TELL HN: Post your ideas - hajrice

I have a lot of ideas, some of which are validated, some aren't. But a lot of them represent a good opportunity in my opinion.<p>Post your idea which you'd like built but dont have time.
======
hajrice
\- Design editor on teh go. You upload ur PSD, and u can edit the psd with ur
team like select a portion of the image, insert text and save.

\- WhatWill5DollarsGetMe.com - A very simple(without login) way for people to
submit what $5 will get them around the globe.

\- Groupon but for deals which will make a loved one remember you /
relationship building tool. Like Manpacks or

\- Replica of MacHeist, using their previous deals. FOr instance, what was for
them in December you do in January or February, etc.

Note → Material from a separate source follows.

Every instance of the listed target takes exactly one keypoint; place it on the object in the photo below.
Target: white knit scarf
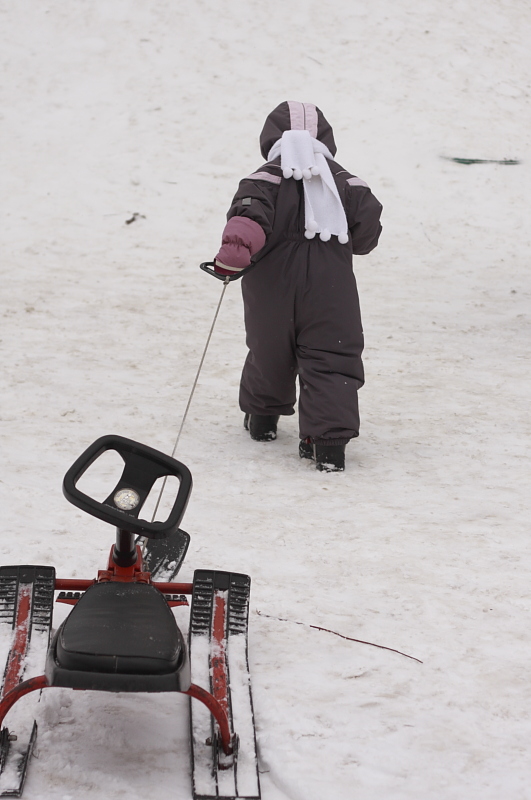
(304, 158)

\- A better google analytics tool which focuses on sales and SaaS websites

\- Something to do with all the emails at <http://www.skymem.com/>

\- business dashboard

\- awebder.com competitor …. see use of it here: <http://mixergy.com/dane-
maxwell-zannee-interview/> at 25:00 minute

\- turbotax alternative for small businesses / entrepreneurs / consumers

\- replica of salesforce chatter(BIG market, proven idea, easy to build)

\- dropbox alternative which syncs in your Gdocs account. Price: one
time/monthly

\- dont make me think bulletpoints on the left and ur website on the right. u
enter ur website and boom, u get a UX checklist to see if ur website needs to
be worked on.

\- $5/month repo of PSDS from designers. Sorta like WooThemes

\- rails bootcamp seminar; learn rails in 7days at $299. <\-- Might be working
on this soon

\- cloud email parser(forward an entire email conversation and it returns
threads and removes the signature).

------
stray
Flying car.